Brazilian President Dilma Rousseff’s impending impeachment has stalled after the speaker of the lower house of Congress annulled a vote by MPs to launch the process. The on-off saga still has legs to run.
The Senate was due to start its own voting process on Wednesday with a majority expected to vote for Rousseff to be suspended, which would immediately make her ineligible to continue as president for the duration of a trial that could last six months. During this time Vice President Michel Temer would replace her as acting president.

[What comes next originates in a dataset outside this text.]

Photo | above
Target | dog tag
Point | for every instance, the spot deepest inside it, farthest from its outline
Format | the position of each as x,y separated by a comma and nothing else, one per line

The lower house voted in mid-April by a large majority to send Rousseff’s case to the Senate for trial. She is accused of illegally manipulating government budget accounts during her 2014 reelection battle.
A law unto herself?
A new vote should take place on whether to impeach Rousseff, Waldir Maranhao, interim speaker of the lower house, reportedly wrote in an order which said that MPs should hold a new vote in five sessions’ time. It is not clear if Maranhao’s order will be challenged, possibly in the Supreme Court.
Maranhao – who took over as acting speaker last week – said there were procedural flaws in the April 17 vote in the chamber that accepted impeachment charges against Rousseff.
Rousseff interrupted a speech Monday to supporters to say that she’d just got unconfirmed news of her impeachment hitting a roadblock. “I don’t know the consequences. Please be cautious,” she said.
Rousseff, who denies wrongdoing, has been fighting for her political survival for several months as opposition congressmen push aggressively for her ouster.